Ecotourism and History Politics of the Conservation Areas in the Finnish-Russian-Norwegian Border Region (GreenZoneProject)
The GreenZoneProject is a geo-historical research project focused on the historical sites and conservation areas between the Finnish-Russian-Norwegian border region, that is, the Fennoscandian Green Belt Region. The home of this three and half-year environmental history project (2017‒2020) is the University of Eastern Finland (Joensuu Campus), and it is funded by the Kone Foundation. The PI of the research is Professor Maria Lähteenmäki and the researchers are MA Oona Ilmolahti, MA Jani Karhu and MA Aleksander Osipov.
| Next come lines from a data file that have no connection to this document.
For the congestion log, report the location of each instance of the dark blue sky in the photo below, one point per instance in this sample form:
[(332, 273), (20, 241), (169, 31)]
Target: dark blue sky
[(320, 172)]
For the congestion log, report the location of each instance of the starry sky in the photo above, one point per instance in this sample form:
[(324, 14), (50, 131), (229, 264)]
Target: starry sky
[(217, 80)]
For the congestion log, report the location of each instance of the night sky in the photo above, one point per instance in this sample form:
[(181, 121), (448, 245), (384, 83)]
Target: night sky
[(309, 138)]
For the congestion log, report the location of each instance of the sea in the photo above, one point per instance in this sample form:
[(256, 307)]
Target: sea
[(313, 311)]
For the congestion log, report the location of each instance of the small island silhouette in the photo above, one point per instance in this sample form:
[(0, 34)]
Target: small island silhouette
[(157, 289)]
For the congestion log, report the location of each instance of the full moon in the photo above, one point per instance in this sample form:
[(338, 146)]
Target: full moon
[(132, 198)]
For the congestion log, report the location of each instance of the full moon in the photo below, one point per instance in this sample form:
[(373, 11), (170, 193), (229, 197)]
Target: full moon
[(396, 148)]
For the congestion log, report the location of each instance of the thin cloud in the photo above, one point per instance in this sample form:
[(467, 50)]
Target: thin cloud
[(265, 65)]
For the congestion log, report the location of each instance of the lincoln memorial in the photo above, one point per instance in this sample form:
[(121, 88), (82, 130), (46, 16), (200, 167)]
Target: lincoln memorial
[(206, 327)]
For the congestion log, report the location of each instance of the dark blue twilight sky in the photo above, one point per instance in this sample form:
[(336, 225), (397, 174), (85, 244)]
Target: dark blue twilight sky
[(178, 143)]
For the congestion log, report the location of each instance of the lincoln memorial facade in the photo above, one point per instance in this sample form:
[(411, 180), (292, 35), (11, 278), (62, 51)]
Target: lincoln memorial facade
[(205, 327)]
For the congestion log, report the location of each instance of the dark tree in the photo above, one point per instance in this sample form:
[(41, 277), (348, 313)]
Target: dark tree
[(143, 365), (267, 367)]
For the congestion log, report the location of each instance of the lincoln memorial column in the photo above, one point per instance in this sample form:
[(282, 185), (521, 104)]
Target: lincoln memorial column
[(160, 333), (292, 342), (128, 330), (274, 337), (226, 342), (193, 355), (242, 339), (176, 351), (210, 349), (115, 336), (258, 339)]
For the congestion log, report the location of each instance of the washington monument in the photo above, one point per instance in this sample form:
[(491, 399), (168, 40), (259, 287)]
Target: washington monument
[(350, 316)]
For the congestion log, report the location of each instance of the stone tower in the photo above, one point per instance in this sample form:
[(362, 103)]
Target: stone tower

Ilmolahti finished her dissertation 2017, Karhu is finishing his dissertation in 2018 and Osipov will do his thesis at the University of Eastern Finland during the project.
The project contains four sub-studies:
- Ilmolahti Oona, History Paths and Sites of Cultural Heritage in the Finnish-Russian-Norwegian Green Belt Region
- Karhu Jani, Challenges and Possibilities of Ecotourism in the Finnish Border Regions
- Osipov Aleksander, Ecotourism and history of the nature protected areas of the Republic of Karelia
- Lähteenmäki Maria, Epilogue of Petsamo: Remembering and reinterpreting the Finnish-Russian-Norwegian Border Region
Cross-border cooperation and interaction between the Finnish and the Soviet Union’s environmental ministries started in 1985, when the Arctic cooperation took its first steps. In 2011 the cross-border nature protection meetings activated again. The Fennoscandian Green Belt area is the northernmost part of the European Green Belt. It is a grassroots movement for nature conservation and sustainable development along the corridor of the former Iron Curtain. The Belt is an ecological network that runs from the Barents to the Black and Adriatic Seas. Near the Barents Sea and the former Finnish region of Petsamo locate the northernmost transnational (Finnish-Russian-Norwegian) area, the Pasvik-Inari Protected Region.